Catwalks and doors along and within the clerestories are accessed from canopy columns for roof maintenance. Additional maintenance walkways and tie-off points ensure safe access along the perimeter of the sloping bays. The glass-topped photovoltaic panels support human weight and can be walked on directly.
“Our driving goal for the roof was to create a beautiful, lightweight structure that balances the need to generate energy with the desire for natural light,” says Smith. The largely opaque canopies maximize surface area for harvesting the sun’s energy, while clerestory windows invite indirect natural light that allows views to the sky yet limits glare on computer screens.
Square tensile bays span 123 feet (37 meters) and are supported on slender cruciform columns that transfer loads as well as house electrical conduits serving the photovoltaics and the rainwater pipes that run from the canopy down to the ground.
Each bay consists of a grid of steel tubes that are stitched together by Vierendeel trusses on all sides, functioning as a sort of structural net. Perforated steel decking with acoustic absorption between the flutes is installed above, topped with a waterproofing layer and halters to support the metal standing seam for drainage.
Unistrut is attached to the metal seams and serves as a rail system for the photovoltaic system of solar shingles. This detail allows for differentiation between the standing seam direction and shingle orientation, helping to achieve the ‘dragon-scale’ texture. Stainless steel coping provides visually crisp edges at each canopy bay.
Photovoltaics, for all their benefits, are more often than not unsightly additions to architectural projects. But the product used for the Google Bay View campus has a unique form, texture and color that is refined and well-integrated, like the scales of a fish that appear to change with orientation, making for a surface that is rather unrecognizable as a photovoltaic system.
50,000 photovoltaics measuring 3 x 3 feet (1 x 1 meter) were produced for the project by the Swiss company SunStyle. The term ‘shingle’ is apt in that the product is used as cladding and can take the shape of surfaces both flat and curved. The form of the product, according to SunStyle, was inspired by the slate roofs of the Swiss Alpine region.

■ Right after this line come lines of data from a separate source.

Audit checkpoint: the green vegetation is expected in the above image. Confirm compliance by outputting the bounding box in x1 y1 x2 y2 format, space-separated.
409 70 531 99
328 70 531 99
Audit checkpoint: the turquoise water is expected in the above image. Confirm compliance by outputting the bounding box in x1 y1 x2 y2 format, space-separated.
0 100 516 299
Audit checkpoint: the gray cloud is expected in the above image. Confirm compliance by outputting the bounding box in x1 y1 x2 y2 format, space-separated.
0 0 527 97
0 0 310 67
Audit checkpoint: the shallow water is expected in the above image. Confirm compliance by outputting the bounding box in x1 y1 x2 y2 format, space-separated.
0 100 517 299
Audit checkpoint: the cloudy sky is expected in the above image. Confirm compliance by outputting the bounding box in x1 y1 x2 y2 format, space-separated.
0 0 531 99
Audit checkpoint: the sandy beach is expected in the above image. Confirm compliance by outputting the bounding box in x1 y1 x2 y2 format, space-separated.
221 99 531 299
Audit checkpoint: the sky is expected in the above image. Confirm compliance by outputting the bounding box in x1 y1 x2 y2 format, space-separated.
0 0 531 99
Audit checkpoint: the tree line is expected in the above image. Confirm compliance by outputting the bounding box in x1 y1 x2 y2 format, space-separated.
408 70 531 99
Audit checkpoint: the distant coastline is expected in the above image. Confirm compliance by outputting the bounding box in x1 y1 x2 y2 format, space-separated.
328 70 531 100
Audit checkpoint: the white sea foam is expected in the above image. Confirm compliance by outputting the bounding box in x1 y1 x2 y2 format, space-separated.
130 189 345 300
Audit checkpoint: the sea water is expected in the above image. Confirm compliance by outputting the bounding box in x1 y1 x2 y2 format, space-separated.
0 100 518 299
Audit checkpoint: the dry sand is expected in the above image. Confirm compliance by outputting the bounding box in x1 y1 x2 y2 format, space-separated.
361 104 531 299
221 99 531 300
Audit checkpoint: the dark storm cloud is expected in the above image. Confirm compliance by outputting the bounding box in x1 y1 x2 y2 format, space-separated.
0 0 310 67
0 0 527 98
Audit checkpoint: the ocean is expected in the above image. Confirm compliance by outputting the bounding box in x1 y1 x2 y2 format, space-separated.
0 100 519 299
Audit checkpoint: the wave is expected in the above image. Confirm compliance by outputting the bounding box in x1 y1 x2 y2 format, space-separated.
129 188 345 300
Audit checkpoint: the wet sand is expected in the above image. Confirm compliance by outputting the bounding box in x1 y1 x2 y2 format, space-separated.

The shingles are composite panels consisting of laminated photovoltaic cells topped with a layer of prismatic tempered and textured glass that has multiple benefits: it reduces glare on the roof, provides a complex finish that obscures the color and appearance of the cells, and also helps to recapture some of the photons that would otherwise be reflected from cells.
According to SunStyle’s product specification, the panel is a monocrystalline solar cell type, meaning it makes use of single pieces of silicone as a semiconductor, as opposed to polycrystalline cells which are less efficient. The SunStyle panels are of type Passivated Emitter and Rear Contact (PERC) which include an extra silicon layer to reflect some of the sun’s rays back into the cell, allowing them to produce more energy than conventional solar panels.
Each shingle has a nominal output of 110 wp (watt peak) and an efficiency of 17 percent. The system is a patented roofing solution that is watertight through its overlapping application, durable and warrantied for 25 years. The product is manufactured with smooth or textured glass and optional color-coating.